Gaspar também mencionou os inquéritos abertos pela Polícia Federal sobre Lulinha. Segundo ele, as investigações apuram suspeitas de corrupção e tráfico de influência.
O candidato criticou ainda a permanência de Lulinha fora do Brasil durante as investigações. “Lulinha tá na Espanha, corrido das investigações”, disse.
Na sequência, Gaspar citou informações sobre movimentações financeiras atribuídas a Lulinha. Segundo ele, após a quebra de sigilo, posteriormente interrompida, foram identificados R$ 19 milhões movimentados em cinco anos.
“Quando a gente quebrou o sigilo e depois o Flávio Dino interrompeu essa quebra, Lulinha movimentou em cinco anos, sem dar murro numa broa, R$ 19 milhões”, declarou.
Gaspar também afirmou que mensagens obtidas pela polícia indicariam uma tentativa de destruição de provas. Ele citou uma conversa na qual teria havido orientação para descartar um telefone.
“Isso é uma obstrução. Qualquer aluno do primeiro ano de Direito já identificaria ali a obstrução processual da Justiça”, afirmou.

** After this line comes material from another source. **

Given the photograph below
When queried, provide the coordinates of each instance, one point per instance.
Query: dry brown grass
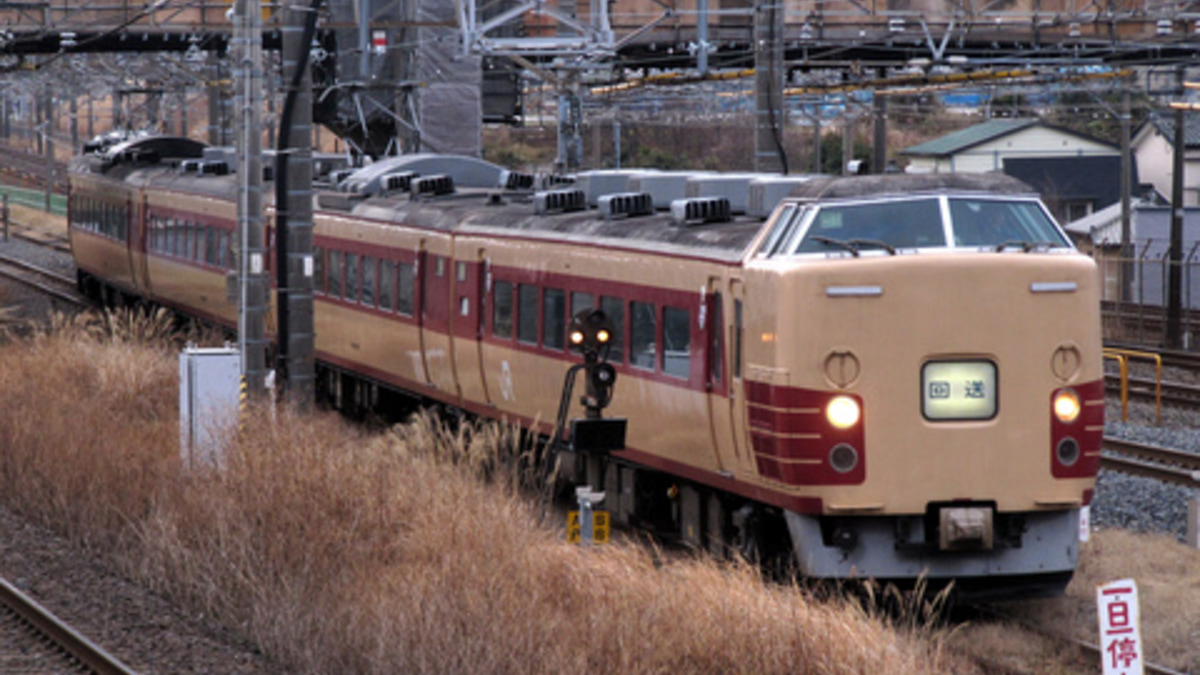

O candidato comparou o tratamento dado ao caso com o que, segundo ele, ocorreria se o investigado fosse ligado à direita. “Se Lulinha fosse de direita, Lulinha nunca mais ia sair da cadeia, nunca mais. Mas Lulinha de esquerda é filho do presidente da República”, disse.

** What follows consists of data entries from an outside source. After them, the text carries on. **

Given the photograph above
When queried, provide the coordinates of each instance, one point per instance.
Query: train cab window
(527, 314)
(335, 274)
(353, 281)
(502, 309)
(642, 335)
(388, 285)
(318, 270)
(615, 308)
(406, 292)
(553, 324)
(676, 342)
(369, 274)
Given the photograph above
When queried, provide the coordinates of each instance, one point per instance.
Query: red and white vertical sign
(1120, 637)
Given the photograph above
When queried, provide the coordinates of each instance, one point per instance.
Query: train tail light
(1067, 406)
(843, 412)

Ao comentar a fala de Gaspar, Claudio Dantas afirmou que a Polícia Federal teria identificado as mensagens citadas e questionou a ausência de medidas no caso. O apresentador defendeu uma apuração sobre a atuação dos investigadores.
“Por isso que o André Mendonça tem que investigar, sim, a Polícia Federal. Vai ter aí a Polícia Federal contra a Polícia Federal. Não é possível esse tipo de situação”, afirmou Dantas.